Ou seja, os Anabatistas não foram um grupo único com uma doutrina bem definida e elaborada. Quando falamos dos anabatistas nos referimos a dezenas, talvez centenas, de grupos que surgiram ao longo da patrística e da idade média por motivos diferentes e em locais diferentes sendo a única semelhança entre eles o fato de praticarem o rebatismo.

No período da Reforma podemos dividir os anabatistas em três grandes grupos. Os místicos, que criam que Deus continuava se revelando de maneira espiritual e por isso a Bíblia seria uma revelação secundaria e incompleta; os escatológicos que se isolaram da sociedade, tomaram algumas terras e montaram um governo paralelo; Os racionalistas que tiveram mais contato com os católicos na Polônia negavam doutrinas importantes como a trindade, alegando ser católica e não bíblica. E tínhamos também os anabatistas bíblicos que foram mais sérios, piedosos e pacifistas e são esses os que nos interessam.

Conrad Gebrel, Félix Mantz e Jorge Blaurock ficaram conhecidos como “Os irmãos suíços” eles foram contemporâneos de Zuínglio e deixaram a igreja reformada para se juntar aos anabatistas. Outro anabatista bíblico famoso foi Miguel Sattler autor de uma importante confissão de fé anabatista (A Confissão de Schleitheim). Tínhamos também os Huteristas (seu principal líder foi Jacob Hutter), os Valdenses que surgiram mais de 300 anos antes da Reforma, mas que conseguiram sobreviver mesmo em meio às perseguições. Em 1532 os calvinistas se reuniram com os Valdenses no que ficou conhecido como Encontro de Chanfora (ou sínodo de Chanfora) assim a maior parte dos valdenses se uniu aos reformados.

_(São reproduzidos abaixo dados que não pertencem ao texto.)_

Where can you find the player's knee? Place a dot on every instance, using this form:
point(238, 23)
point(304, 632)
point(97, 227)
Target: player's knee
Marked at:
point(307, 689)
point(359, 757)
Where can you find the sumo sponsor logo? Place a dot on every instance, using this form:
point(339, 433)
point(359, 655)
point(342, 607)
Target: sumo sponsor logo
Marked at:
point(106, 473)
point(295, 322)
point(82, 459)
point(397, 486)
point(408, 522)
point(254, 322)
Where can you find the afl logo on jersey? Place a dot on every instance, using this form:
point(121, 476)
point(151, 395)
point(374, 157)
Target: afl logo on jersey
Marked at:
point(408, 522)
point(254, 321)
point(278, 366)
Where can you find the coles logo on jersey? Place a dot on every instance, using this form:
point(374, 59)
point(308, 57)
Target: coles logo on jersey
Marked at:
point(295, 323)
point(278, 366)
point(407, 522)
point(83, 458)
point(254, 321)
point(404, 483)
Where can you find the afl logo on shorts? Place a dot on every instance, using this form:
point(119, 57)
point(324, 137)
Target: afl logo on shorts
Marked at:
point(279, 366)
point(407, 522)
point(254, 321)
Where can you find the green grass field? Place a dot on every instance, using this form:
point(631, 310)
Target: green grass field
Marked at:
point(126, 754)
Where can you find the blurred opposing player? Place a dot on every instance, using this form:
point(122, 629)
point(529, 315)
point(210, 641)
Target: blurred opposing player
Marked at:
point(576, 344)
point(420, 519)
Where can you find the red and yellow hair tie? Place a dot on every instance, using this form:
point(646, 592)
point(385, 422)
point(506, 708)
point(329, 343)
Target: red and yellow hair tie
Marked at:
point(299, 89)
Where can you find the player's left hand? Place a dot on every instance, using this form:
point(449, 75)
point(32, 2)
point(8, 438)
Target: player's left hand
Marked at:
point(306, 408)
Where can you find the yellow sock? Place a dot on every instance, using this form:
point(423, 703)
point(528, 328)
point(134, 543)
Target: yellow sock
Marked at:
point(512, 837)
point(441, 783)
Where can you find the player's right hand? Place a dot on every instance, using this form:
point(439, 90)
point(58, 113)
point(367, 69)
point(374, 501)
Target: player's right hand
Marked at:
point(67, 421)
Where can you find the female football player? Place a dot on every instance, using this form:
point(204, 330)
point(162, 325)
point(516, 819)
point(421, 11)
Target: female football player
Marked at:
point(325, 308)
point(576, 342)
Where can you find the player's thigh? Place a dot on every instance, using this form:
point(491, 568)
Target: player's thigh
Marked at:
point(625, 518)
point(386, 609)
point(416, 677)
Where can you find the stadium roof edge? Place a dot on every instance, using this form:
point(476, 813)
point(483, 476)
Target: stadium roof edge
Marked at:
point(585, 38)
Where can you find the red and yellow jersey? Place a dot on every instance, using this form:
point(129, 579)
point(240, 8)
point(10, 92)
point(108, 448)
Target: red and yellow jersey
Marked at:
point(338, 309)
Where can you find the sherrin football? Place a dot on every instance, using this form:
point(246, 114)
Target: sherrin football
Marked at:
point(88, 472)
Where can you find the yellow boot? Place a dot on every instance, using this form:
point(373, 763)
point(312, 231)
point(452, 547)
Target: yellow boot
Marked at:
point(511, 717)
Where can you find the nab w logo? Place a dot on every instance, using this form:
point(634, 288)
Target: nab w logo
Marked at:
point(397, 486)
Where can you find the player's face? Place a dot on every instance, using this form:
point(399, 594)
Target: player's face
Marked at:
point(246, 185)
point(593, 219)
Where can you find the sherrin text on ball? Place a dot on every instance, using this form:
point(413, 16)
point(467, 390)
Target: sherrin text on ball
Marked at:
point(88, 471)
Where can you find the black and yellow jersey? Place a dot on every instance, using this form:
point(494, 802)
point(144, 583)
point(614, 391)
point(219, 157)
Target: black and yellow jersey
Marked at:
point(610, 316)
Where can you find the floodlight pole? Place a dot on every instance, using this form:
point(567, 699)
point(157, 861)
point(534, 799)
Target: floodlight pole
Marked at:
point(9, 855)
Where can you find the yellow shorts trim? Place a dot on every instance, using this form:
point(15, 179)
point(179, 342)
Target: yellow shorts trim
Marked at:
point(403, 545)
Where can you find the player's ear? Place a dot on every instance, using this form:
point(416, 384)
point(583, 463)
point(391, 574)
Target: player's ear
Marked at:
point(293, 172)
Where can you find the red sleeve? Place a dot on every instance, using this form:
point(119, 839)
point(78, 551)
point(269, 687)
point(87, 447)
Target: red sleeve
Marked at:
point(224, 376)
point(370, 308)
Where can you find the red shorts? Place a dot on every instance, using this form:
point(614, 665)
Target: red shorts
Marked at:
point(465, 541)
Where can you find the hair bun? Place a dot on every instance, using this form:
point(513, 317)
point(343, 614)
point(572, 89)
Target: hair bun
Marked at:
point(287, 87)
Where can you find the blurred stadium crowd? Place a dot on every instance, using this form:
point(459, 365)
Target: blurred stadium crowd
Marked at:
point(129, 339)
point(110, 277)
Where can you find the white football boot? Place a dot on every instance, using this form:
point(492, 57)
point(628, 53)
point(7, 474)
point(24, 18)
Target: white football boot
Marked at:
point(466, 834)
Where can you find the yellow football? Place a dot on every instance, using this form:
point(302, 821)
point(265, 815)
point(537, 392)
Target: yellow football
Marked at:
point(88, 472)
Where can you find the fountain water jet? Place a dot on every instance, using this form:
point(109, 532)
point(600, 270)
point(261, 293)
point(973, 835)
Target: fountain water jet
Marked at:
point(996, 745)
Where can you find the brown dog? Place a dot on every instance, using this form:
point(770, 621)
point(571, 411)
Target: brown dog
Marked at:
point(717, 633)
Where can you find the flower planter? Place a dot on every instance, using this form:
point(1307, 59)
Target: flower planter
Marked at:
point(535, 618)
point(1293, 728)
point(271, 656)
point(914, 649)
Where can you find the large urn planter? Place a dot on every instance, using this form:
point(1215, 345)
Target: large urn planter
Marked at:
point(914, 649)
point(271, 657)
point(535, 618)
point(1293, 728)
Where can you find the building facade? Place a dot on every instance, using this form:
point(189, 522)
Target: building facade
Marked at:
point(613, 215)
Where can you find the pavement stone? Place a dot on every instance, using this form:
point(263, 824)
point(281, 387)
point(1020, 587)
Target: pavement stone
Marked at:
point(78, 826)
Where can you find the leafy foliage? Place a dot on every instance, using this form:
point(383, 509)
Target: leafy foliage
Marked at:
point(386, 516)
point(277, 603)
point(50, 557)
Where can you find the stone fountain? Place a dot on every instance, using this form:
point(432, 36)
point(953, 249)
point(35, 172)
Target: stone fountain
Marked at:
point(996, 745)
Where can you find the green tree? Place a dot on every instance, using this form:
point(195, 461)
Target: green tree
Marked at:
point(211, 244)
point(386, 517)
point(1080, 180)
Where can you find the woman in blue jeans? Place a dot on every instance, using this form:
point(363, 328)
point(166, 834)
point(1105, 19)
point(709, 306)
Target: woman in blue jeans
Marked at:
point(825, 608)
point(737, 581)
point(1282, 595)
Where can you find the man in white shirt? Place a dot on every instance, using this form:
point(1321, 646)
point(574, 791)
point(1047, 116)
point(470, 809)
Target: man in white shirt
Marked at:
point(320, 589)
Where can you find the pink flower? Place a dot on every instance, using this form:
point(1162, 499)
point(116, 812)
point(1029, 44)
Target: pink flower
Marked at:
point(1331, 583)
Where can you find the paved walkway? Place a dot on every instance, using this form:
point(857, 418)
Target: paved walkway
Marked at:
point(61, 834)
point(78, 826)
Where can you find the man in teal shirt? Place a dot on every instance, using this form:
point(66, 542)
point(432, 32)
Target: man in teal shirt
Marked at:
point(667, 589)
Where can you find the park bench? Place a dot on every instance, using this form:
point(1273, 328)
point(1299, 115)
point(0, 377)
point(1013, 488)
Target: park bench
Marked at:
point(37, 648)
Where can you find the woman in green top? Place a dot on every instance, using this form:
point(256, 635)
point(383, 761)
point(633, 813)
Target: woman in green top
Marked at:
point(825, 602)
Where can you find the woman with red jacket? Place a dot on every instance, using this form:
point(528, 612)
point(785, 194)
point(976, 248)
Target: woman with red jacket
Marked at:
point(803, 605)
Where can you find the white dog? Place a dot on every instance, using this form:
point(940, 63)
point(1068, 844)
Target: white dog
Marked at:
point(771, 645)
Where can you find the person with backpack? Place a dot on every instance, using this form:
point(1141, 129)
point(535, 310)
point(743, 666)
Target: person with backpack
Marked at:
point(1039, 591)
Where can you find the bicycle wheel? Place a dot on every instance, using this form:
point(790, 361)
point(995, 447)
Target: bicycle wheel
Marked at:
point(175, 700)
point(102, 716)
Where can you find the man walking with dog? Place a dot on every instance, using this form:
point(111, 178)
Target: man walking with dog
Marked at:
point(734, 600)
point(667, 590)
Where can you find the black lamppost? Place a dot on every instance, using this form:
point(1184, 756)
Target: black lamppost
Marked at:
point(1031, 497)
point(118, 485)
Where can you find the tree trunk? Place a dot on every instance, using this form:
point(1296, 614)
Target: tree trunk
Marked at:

Mas certamente o grupo anabatista de maior relevância durante a Reforma foram os Menonitas. Seu líder, Menno Simons, era um ex-sacerdote católico cujo irmão morreu no massacre dos anabatistas escatológicos. Este foi um fator crucial para que Menno procurasse entender melhor os radicais e inclusive ajudá-los. Por esse motivo também Simons foi um dos líderes mais pacifistas daquela época, ele preferia fugir e renunciar aos seus direitos do que reagir a agressões. Os Menonitas existem até hoje e se tornaram muito fortes na Holanda, inclusive receberam e influenciaram muitos puritanos ingleses e dessa mistura entre teologia puritana inglesa e anabatista holandesa surgiram os batistas.

POR QUE ESSES NOMES?
É interessante que na história do cristianismo os nomes pejorativos costumam “pegar” e assim os movimentos ficam conhecidos por anos pelos nomes que não queriam quando começaram. O termo cristão começou como uma forma de zombaria pelos incrédulos, o termo Luterano também foi um termo pejorativo que o próprio Lutero detestava, Zuínlgio e companhia foram os primeiros a utilizar o termo “reforma” atribuídos a si mesmo e ao que estavam fazendo, depois de algumas décadas João Calvino (que fazia parte deste segmento) ganhou tanta fama que os reformados foram apelidados, também pejorativamente, de calvinistas, por mais de mil anos o termo anabatista foi um apelido ofensivo para dezenas de grupos que a maioria dos cristãos nem sabem seu nome, o termo protestante surgiu depois de uma reunião (conhecida como Dieta de Espira) onde os evangélicos (apelidados de Luteranos) questionaram tantas coisas e de maneira tão veemente que ganharam o apelido esse apelido. Anglicano, puritano, batista, presbiteriano todos esses termos surgiram como ofensa ou deboche, mas com o passar dos anos se afastaram de seu significado e passaram a ser motivo de orgulho por aqueles que os carregam.

O estudo das Reformas da Reforma é o mais longo e provavelmente o mais importante quando falamos do início do Protestantismo.